Orange County land?ll to close, Rogers Road residents to ask county for restitution

After much waiting, Rogers Road residents expect to see Orange County Landfill close in June 2013 — and tonight, they will ask county commissioners to give them more to make up for the years their community has hosted county waste.

The Orange County Board of Commissioners will meet tonight to discuss the impending closure of the county landfill on Eubanks Road. After it closes, all waste will be transported to a Durham waste transfer station by truck.

The Rogers-Eubanks Neighborhood Association has made several requests from the county in addition to closing the landfill, which has operated in the community since 1972.

According to agenda items, commissioners received recommendations in May from association asking the county to consider measures to minimize the long-term health effects of the landfill on the neighborhood.

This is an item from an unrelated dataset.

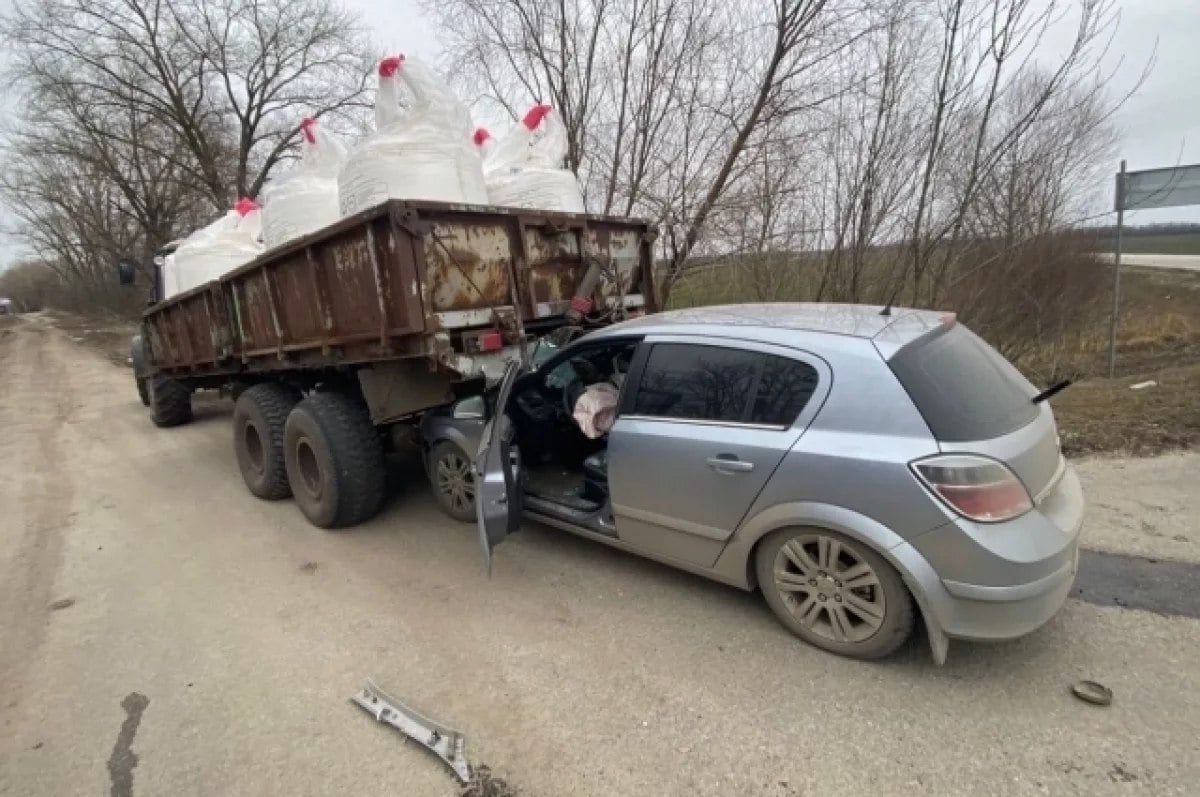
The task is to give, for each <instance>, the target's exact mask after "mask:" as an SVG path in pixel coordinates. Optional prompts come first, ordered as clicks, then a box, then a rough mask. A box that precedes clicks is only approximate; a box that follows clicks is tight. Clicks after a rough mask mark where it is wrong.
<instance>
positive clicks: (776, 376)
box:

Among other requests, the organization has asked the county to build a community center and to connect remaining homes to public water and sewer lines.

Mitigating impacts

Many houses in the Rogers Road community rely on backyard wells, and residents worry that seepage from the landfill could contaminate their water.

A survey by the Orange County Health Department last year found nine of 11 wells in the Rogers Road community are contaminated and don’t meet Environmental Protection Agency standards.

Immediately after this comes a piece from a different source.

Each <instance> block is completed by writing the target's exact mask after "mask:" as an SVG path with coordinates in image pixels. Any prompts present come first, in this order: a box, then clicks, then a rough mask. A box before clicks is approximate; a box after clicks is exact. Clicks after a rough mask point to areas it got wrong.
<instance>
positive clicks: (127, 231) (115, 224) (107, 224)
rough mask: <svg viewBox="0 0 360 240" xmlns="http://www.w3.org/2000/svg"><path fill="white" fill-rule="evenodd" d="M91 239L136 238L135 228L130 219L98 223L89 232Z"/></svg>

The county has been working to correct what has been labelled an injustice by residents and other community members. In October, commissioners confirmed they would extend water services to 67 properties in the Rogers Road community, though Commissioner Earl McKee said some non-historic homes weren’t connected.

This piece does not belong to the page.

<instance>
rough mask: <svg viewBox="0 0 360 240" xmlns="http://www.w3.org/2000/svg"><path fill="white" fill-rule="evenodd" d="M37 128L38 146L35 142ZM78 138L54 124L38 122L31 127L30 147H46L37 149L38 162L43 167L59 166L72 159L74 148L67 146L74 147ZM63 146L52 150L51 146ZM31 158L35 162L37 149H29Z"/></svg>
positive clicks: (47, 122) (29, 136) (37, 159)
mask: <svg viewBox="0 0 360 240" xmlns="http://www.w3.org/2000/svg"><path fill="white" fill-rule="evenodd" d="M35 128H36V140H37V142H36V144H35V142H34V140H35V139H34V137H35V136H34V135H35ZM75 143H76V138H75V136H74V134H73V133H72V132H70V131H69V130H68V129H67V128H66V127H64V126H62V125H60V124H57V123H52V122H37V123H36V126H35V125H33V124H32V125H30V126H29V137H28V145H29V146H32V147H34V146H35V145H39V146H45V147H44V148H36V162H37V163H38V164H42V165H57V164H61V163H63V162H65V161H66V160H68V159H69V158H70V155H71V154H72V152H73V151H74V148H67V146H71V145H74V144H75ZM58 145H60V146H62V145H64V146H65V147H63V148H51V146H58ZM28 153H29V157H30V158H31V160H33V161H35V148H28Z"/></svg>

Since the county took control of the landfill about 10 years ago, they have also built sidewalks through the historically minority and low-income Rogers Road community, extended bus lines to the area and planted trees, County Manager Frank Clifton said.

Despite the county’s past efforts to fix the problem, not all of the requests on tonight’s agenda have been well-received by county staff in their recommendations to commissioners.

“The problem the county has with some of the requests is that they are not necessarily affiliated with the landfill,” Clifton said.

The agenda states that it would not be appropriate to use money generated by a tipping fee applied to the landfill’s use to build a community center.

The staff recommendation does support funding water hook ups with landfill money. It also notes that the county and towns of Chapel Hill and Carrboro could address funding and building a community center in other ways.

Carrboro Mayor Mark Chilton said he hopes many of the requests pass.

“I think we owe them the sewers in the neighborhood for putting up with our garbage for the last 40 years,” Chilton said.

He said he is worried, though, that if the county funds the new sewage lines, it will inspire new development in the area that might cause gentrification.

“I hope we will find a way to preserve the affordable housing on Rogers Road,” Chilton said. “We don’t want members of the black community to feel like they are being pushed out.”